The dark note of a horn blasted through the silence, but not from the Franks. It sounded from high on the hillside opposite, behind us. I turned to look. At the top of the northern slope, facing the noon sun, a new line of horsemen had appeared. The spikes on their helmets and the bosses on their shields glittered like knives. One of them angled forward a spear, and the black banner of the Fatimids unfurled before him.
The horn sounded again.
‘Christ preserve us,’ murmured one of the Varangians beside me.

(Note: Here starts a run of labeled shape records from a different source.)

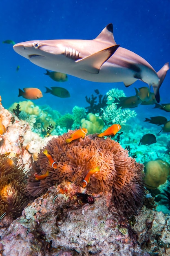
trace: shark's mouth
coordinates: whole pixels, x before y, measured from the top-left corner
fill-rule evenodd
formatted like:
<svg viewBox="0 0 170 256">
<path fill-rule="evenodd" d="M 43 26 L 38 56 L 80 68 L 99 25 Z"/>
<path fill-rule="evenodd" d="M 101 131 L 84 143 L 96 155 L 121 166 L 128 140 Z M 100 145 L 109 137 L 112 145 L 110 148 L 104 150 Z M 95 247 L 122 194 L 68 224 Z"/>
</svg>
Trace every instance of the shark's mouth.
<svg viewBox="0 0 170 256">
<path fill-rule="evenodd" d="M 35 57 L 38 57 L 38 56 L 41 56 L 42 57 L 42 55 L 40 55 L 39 54 L 31 54 L 29 55 L 29 58 L 34 58 Z"/>
</svg>

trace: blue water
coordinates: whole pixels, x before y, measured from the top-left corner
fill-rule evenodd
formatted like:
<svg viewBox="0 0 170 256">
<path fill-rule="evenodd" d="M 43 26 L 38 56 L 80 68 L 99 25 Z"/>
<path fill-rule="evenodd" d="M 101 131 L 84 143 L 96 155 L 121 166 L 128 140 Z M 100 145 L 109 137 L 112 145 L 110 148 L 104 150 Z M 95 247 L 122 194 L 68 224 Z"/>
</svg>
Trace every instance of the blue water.
<svg viewBox="0 0 170 256">
<path fill-rule="evenodd" d="M 70 98 L 44 93 L 42 98 L 34 101 L 38 105 L 47 104 L 64 114 L 71 112 L 75 105 L 88 106 L 85 97 L 90 96 L 95 89 L 105 94 L 117 87 L 130 96 L 135 94 L 134 87 L 146 86 L 138 81 L 126 88 L 123 83 L 93 83 L 71 76 L 67 82 L 57 83 L 44 74 L 44 69 L 15 53 L 11 45 L 2 43 L 7 39 L 16 43 L 36 39 L 91 39 L 112 22 L 117 43 L 146 59 L 157 72 L 170 61 L 169 0 L 9 0 L 2 2 L 0 12 L 0 95 L 6 108 L 14 102 L 25 100 L 18 97 L 18 88 L 36 87 L 43 93 L 44 86 L 66 88 Z M 18 65 L 20 68 L 17 72 Z M 170 103 L 170 81 L 169 71 L 160 90 L 163 103 Z M 140 106 L 135 110 L 152 113 L 152 107 Z"/>
</svg>

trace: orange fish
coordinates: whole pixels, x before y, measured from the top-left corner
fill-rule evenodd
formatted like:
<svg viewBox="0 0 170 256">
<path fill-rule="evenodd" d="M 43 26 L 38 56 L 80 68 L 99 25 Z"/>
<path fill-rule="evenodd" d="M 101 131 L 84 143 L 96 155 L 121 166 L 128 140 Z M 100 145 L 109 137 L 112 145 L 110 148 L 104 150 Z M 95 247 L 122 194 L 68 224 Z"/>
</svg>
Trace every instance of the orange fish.
<svg viewBox="0 0 170 256">
<path fill-rule="evenodd" d="M 99 171 L 100 167 L 99 166 L 95 168 L 95 169 L 92 169 L 91 170 L 91 171 L 90 171 L 86 175 L 85 177 L 84 178 L 84 180 L 83 180 L 83 182 L 82 182 L 82 186 L 85 188 L 85 187 L 87 186 L 89 182 L 91 175 L 94 174 L 94 173 L 98 172 Z"/>
<path fill-rule="evenodd" d="M 0 117 L 0 135 L 2 135 L 6 132 L 6 128 L 2 124 L 1 118 Z"/>
<path fill-rule="evenodd" d="M 42 174 L 42 175 L 38 175 L 38 173 L 34 173 L 34 176 L 35 177 L 35 180 L 44 180 L 45 178 L 49 176 L 49 171 L 47 170 L 45 174 Z"/>
<path fill-rule="evenodd" d="M 37 99 L 43 97 L 42 92 L 38 88 L 24 88 L 23 90 L 24 92 L 19 89 L 18 97 L 22 96 L 28 99 Z"/>
<path fill-rule="evenodd" d="M 48 151 L 46 149 L 44 149 L 43 151 L 43 153 L 45 155 L 46 157 L 48 158 L 49 163 L 52 166 L 53 168 L 54 168 L 54 169 L 57 169 L 57 165 L 56 162 L 54 162 L 54 159 L 52 156 L 50 155 L 49 155 L 49 154 L 48 154 Z"/>
<path fill-rule="evenodd" d="M 103 136 L 109 136 L 110 135 L 115 135 L 117 132 L 121 129 L 121 126 L 119 124 L 113 124 L 105 130 L 103 132 L 97 135 L 98 137 Z"/>
<path fill-rule="evenodd" d="M 79 139 L 80 138 L 84 139 L 85 135 L 87 132 L 87 129 L 83 128 L 81 129 L 80 128 L 79 130 L 77 130 L 75 132 L 74 132 L 74 133 L 70 135 L 71 137 L 70 139 L 66 139 L 66 142 L 67 143 L 70 143 L 70 142 L 72 141 L 72 140 L 77 139 Z"/>
</svg>

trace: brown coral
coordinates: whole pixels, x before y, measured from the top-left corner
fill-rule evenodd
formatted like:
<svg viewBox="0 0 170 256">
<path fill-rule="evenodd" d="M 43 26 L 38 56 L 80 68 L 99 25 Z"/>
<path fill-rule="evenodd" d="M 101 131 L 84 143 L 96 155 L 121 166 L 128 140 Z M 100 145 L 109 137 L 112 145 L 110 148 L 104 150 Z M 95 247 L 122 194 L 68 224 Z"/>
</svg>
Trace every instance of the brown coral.
<svg viewBox="0 0 170 256">
<path fill-rule="evenodd" d="M 70 131 L 57 138 L 53 138 L 41 150 L 35 163 L 34 173 L 49 175 L 37 181 L 32 173 L 27 189 L 33 196 L 44 192 L 52 185 L 66 180 L 81 185 L 87 173 L 99 166 L 100 171 L 94 174 L 86 187 L 88 192 L 99 193 L 113 190 L 116 204 L 125 211 L 136 212 L 141 206 L 144 193 L 142 164 L 130 157 L 128 151 L 110 138 L 105 139 L 90 135 L 66 143 L 74 131 Z M 43 153 L 44 148 L 57 165 L 55 169 Z"/>
<path fill-rule="evenodd" d="M 15 159 L 0 155 L 0 215 L 12 218 L 20 216 L 26 203 L 23 168 Z"/>
</svg>

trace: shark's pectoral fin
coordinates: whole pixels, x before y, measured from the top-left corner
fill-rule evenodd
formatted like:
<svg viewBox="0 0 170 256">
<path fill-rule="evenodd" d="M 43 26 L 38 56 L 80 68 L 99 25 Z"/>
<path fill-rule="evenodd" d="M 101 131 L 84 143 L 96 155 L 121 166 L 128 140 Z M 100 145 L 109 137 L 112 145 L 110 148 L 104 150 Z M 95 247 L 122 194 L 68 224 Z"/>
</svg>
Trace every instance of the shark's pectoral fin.
<svg viewBox="0 0 170 256">
<path fill-rule="evenodd" d="M 166 76 L 167 72 L 169 70 L 170 66 L 169 63 L 166 63 L 157 72 L 157 74 L 159 79 L 159 81 L 158 85 L 152 85 L 153 88 L 155 99 L 158 103 L 160 102 L 160 95 L 159 90 L 161 87 L 165 77 Z"/>
<path fill-rule="evenodd" d="M 109 47 L 91 54 L 75 62 L 79 68 L 91 74 L 98 74 L 101 66 L 115 52 L 119 45 Z"/>
</svg>

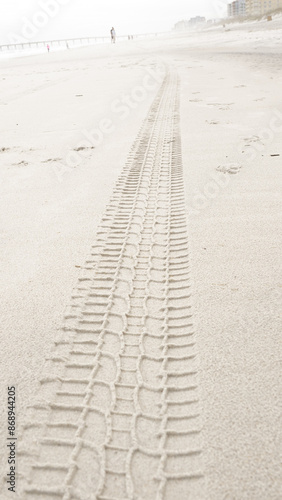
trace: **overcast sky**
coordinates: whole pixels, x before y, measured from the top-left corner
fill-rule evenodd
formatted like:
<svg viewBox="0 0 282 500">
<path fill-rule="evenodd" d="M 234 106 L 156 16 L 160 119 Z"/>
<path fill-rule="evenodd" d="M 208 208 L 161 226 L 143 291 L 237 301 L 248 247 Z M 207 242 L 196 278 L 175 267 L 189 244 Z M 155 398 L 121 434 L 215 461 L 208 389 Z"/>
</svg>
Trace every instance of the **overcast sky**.
<svg viewBox="0 0 282 500">
<path fill-rule="evenodd" d="M 112 26 L 117 34 L 168 31 L 177 21 L 196 15 L 222 17 L 227 1 L 0 0 L 0 43 L 15 36 L 27 40 L 102 36 Z"/>
</svg>

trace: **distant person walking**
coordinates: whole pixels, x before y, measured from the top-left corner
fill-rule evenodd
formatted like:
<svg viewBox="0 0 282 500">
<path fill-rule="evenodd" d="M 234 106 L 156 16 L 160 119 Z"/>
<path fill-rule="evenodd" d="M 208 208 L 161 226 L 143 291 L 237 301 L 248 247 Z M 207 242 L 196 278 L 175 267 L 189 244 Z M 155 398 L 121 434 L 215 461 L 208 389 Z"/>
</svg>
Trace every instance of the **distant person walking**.
<svg viewBox="0 0 282 500">
<path fill-rule="evenodd" d="M 116 43 L 116 30 L 115 30 L 115 28 L 112 28 L 110 33 L 111 33 L 111 42 Z"/>
</svg>

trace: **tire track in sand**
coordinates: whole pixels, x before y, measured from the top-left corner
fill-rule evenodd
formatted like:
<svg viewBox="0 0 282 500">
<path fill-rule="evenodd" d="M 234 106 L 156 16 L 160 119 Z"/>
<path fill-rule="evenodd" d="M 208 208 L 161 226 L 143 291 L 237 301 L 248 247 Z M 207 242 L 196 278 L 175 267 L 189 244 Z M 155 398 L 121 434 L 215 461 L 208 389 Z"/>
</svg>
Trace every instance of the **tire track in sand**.
<svg viewBox="0 0 282 500">
<path fill-rule="evenodd" d="M 21 499 L 203 498 L 178 100 L 168 74 L 28 410 Z"/>
</svg>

Perhaps this was the battle we deserved. For so many months Nikephoros had schemed to bring the Franks and the Fatimids into the same place, to destroy each other for his benefit. Now, in that dry valley, they would meet at last — and we would be nothing more than dust to soak up their blood. A cloud of arrows flew up into the June sky and dipped into the valley, gathering deadly speed as they fell. The Egyptians plunged after them, leaning far back in their saddles as they spurred their horses through the gorse and scree, nimble as goats. They might have managed to surprise us, but the Franks were no strangers to ambush. With shouts
of ‘Deus vult’ they kicked forward, down the embankment and across the dry stream to the orchard.

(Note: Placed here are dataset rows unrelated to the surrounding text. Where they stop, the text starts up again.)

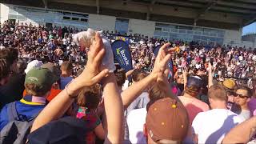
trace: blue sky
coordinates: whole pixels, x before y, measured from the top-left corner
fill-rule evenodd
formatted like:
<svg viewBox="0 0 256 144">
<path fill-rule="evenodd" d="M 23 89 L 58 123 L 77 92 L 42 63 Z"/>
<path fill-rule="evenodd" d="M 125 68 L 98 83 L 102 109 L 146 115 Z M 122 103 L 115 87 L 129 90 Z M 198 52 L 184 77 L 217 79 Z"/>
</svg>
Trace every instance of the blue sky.
<svg viewBox="0 0 256 144">
<path fill-rule="evenodd" d="M 256 33 L 256 22 L 242 28 L 242 35 L 251 33 Z"/>
</svg>

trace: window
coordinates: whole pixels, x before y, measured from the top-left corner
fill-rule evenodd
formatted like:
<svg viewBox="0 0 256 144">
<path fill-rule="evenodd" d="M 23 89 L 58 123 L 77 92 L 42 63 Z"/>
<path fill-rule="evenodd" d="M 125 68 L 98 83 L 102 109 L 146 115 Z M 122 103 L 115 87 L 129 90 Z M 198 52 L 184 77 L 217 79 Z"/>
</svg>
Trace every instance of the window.
<svg viewBox="0 0 256 144">
<path fill-rule="evenodd" d="M 178 30 L 177 29 L 171 29 L 170 31 L 171 32 L 174 32 L 174 33 L 178 33 Z"/>
<path fill-rule="evenodd" d="M 129 23 L 129 19 L 117 18 L 116 22 Z"/>
<path fill-rule="evenodd" d="M 64 17 L 63 17 L 63 19 L 65 19 L 65 20 L 70 20 L 70 17 L 64 16 Z"/>
<path fill-rule="evenodd" d="M 179 26 L 179 29 L 183 29 L 183 30 L 192 30 L 191 26 Z"/>
<path fill-rule="evenodd" d="M 154 30 L 157 31 L 162 31 L 162 27 L 155 27 Z"/>
<path fill-rule="evenodd" d="M 193 31 L 192 31 L 192 30 L 186 30 L 186 34 L 193 34 Z"/>
<path fill-rule="evenodd" d="M 218 37 L 223 38 L 223 37 L 224 37 L 224 34 L 218 34 Z"/>
<path fill-rule="evenodd" d="M 169 28 L 163 27 L 162 31 L 169 32 Z"/>
<path fill-rule="evenodd" d="M 17 19 L 17 15 L 15 14 L 9 14 L 8 15 L 9 19 Z"/>
<path fill-rule="evenodd" d="M 80 21 L 82 22 L 88 22 L 88 19 L 86 19 L 86 18 L 81 18 Z"/>
<path fill-rule="evenodd" d="M 79 21 L 79 18 L 72 18 L 72 20 L 73 20 L 73 21 Z"/>
<path fill-rule="evenodd" d="M 14 10 L 9 10 L 9 14 L 17 14 L 18 13 L 17 13 L 17 11 L 15 11 Z"/>
<path fill-rule="evenodd" d="M 202 34 L 203 35 L 209 35 L 209 33 L 208 32 L 203 32 Z"/>
<path fill-rule="evenodd" d="M 201 35 L 202 32 L 201 31 L 194 31 L 194 34 Z"/>
<path fill-rule="evenodd" d="M 216 37 L 216 36 L 217 36 L 217 34 L 215 34 L 215 33 L 210 33 L 210 36 L 211 36 L 211 37 Z"/>
<path fill-rule="evenodd" d="M 185 30 L 178 30 L 178 33 L 186 34 Z"/>
<path fill-rule="evenodd" d="M 18 19 L 21 21 L 26 21 L 26 17 L 24 15 L 18 15 Z"/>
</svg>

‘To me!’ shouted Sigurd. He stood between two trees with his legs apart, his axe swaying in his hands, and for a moment I was not sure if he was calling for help or summoning his enemies. ‘To me!’

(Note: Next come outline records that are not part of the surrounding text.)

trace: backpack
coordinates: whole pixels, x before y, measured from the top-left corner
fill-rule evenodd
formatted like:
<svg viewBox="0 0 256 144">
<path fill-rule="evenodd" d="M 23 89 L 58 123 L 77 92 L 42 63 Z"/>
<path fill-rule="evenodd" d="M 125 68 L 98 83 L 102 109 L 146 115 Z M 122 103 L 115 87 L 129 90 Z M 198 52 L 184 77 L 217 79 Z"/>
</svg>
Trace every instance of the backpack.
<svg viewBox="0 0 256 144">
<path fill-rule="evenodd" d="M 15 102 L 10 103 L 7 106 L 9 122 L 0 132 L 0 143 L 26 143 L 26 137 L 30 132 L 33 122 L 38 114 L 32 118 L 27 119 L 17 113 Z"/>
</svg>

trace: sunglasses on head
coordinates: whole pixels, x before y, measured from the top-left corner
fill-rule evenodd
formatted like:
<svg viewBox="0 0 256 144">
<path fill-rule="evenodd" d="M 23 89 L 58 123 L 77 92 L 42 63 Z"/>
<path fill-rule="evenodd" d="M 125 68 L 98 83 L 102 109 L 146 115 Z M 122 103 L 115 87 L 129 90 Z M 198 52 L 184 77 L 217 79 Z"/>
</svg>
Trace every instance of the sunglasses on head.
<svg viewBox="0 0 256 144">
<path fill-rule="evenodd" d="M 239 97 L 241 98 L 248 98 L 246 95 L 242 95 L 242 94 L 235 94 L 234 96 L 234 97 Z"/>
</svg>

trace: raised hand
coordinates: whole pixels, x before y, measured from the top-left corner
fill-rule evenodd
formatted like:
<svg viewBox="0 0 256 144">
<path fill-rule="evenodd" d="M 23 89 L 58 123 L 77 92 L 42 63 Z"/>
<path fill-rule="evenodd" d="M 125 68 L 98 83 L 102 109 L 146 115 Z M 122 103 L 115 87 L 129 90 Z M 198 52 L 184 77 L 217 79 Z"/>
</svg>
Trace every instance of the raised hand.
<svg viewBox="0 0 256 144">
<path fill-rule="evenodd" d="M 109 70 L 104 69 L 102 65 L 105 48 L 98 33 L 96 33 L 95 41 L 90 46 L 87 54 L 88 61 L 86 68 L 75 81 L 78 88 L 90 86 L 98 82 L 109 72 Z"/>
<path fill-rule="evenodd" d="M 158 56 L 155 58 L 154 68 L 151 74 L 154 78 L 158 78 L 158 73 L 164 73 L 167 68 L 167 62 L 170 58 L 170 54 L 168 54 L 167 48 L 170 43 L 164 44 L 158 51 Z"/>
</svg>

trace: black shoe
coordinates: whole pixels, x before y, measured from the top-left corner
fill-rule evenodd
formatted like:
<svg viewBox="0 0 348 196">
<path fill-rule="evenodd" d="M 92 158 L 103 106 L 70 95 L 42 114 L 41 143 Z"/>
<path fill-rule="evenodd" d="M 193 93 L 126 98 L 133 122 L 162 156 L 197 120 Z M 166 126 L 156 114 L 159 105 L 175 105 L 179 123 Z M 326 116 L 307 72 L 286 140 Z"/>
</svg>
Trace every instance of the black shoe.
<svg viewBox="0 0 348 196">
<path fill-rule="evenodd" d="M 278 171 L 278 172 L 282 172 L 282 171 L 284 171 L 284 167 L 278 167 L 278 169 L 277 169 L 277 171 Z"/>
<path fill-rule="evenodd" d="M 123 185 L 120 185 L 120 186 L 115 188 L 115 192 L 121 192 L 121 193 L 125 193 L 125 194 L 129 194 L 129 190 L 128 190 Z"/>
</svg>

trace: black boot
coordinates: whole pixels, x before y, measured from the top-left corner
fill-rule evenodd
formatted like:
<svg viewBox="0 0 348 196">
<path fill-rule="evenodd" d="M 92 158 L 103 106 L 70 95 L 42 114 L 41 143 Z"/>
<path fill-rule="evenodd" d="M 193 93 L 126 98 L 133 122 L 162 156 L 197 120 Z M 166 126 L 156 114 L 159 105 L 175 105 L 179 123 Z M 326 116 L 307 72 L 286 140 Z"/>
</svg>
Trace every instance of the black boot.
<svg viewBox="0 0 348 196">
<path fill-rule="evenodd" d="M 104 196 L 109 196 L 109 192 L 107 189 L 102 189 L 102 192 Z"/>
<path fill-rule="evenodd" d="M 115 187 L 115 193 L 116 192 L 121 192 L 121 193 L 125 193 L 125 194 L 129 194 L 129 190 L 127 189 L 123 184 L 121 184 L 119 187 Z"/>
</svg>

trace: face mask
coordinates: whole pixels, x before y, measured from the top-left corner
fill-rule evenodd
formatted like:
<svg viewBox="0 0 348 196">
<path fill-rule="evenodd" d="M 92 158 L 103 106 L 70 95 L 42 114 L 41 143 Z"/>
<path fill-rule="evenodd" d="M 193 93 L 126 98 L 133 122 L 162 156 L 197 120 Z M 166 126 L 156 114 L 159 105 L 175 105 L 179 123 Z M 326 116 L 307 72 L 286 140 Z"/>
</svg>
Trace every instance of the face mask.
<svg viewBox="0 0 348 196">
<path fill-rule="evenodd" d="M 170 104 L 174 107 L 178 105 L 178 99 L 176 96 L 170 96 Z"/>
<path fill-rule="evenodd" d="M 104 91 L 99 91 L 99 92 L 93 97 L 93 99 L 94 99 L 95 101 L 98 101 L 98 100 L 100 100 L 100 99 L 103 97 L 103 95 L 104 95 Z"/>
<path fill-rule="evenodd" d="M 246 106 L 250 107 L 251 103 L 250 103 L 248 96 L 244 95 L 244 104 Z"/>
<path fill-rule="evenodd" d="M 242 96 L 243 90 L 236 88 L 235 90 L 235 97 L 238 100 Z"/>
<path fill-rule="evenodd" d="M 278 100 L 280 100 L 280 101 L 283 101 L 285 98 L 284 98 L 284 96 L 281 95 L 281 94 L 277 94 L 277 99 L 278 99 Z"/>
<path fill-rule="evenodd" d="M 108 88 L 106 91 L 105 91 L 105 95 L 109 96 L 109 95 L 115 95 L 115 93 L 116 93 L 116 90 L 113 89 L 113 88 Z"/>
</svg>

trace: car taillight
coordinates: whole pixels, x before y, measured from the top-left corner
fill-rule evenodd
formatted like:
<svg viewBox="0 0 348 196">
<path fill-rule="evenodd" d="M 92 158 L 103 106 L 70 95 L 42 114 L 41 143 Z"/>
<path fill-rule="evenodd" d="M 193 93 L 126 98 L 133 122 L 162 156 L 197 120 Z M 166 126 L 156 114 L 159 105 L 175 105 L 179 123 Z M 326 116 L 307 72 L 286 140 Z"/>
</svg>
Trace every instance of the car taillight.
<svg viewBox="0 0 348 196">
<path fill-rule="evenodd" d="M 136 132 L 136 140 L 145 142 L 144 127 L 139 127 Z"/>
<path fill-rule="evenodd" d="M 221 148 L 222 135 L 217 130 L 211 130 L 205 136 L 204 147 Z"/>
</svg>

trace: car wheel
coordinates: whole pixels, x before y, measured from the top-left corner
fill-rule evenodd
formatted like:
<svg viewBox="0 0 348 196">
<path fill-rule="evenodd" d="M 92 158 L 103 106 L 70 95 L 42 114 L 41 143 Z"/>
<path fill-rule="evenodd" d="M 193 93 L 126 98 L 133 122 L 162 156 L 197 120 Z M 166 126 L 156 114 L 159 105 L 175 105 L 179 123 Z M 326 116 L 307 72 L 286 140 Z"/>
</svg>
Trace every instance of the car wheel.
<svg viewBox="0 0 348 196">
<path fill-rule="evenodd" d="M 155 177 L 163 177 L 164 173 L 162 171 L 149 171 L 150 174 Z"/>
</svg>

I could not help him — I had to get to my family, and I had no weapon except my knife. I held Anna’s hand and dragged her after me as I ran through the orchard, desperately calling for Helena and Zoe. Horsemen closed from both sides. The ground was hard and flat, perfect for them; they came gliding through the trees like snakes, their spears stabbing like forked tongues. There was no time for the Varangians to form a line to resist them — they were scattered through the orchard, mostly unarmed, and could do nothing.
A flash of blue in the yellow grass ahead caught my eye — Helena’s dress — but before I could reach her a rider galloped out between the trees in front of me. It was a Fatimid — not an Ethiopian like Bilal, but lighter skinned, a Turk or an Armenian. He hauled on his reins and swung the horse around, raising his spear over his shoulder like a javelin. I pushed Anna away, hoping the horseman would ignore her, then turned and started running. My heart screamed that I was going the wrong way, away from my daughters, but I had little choice. The sound of charging hooves rose up like a wave behind me, climbing higher until I was sure I must feel the life-ending blow of a hoof smashing open my skull, bone to bone. Still I ran. I shuddered with the tremors rising up from the earth; at the very last moment, when I was sure I had left it too late, I flung myself to my right, tumbling away into the shade of a fruit tree. The horse thundered past me; the Turk gave a howl of anger and tried to reverse his spear for a thrust, but too late — his momentum carried him on. As he tried to turn, another rider rode out of the fray. A sword flashed and the Turk’s head flew from his shoulders, rolling several yards before it finally came to rest among the fallen fruit beneath a tree.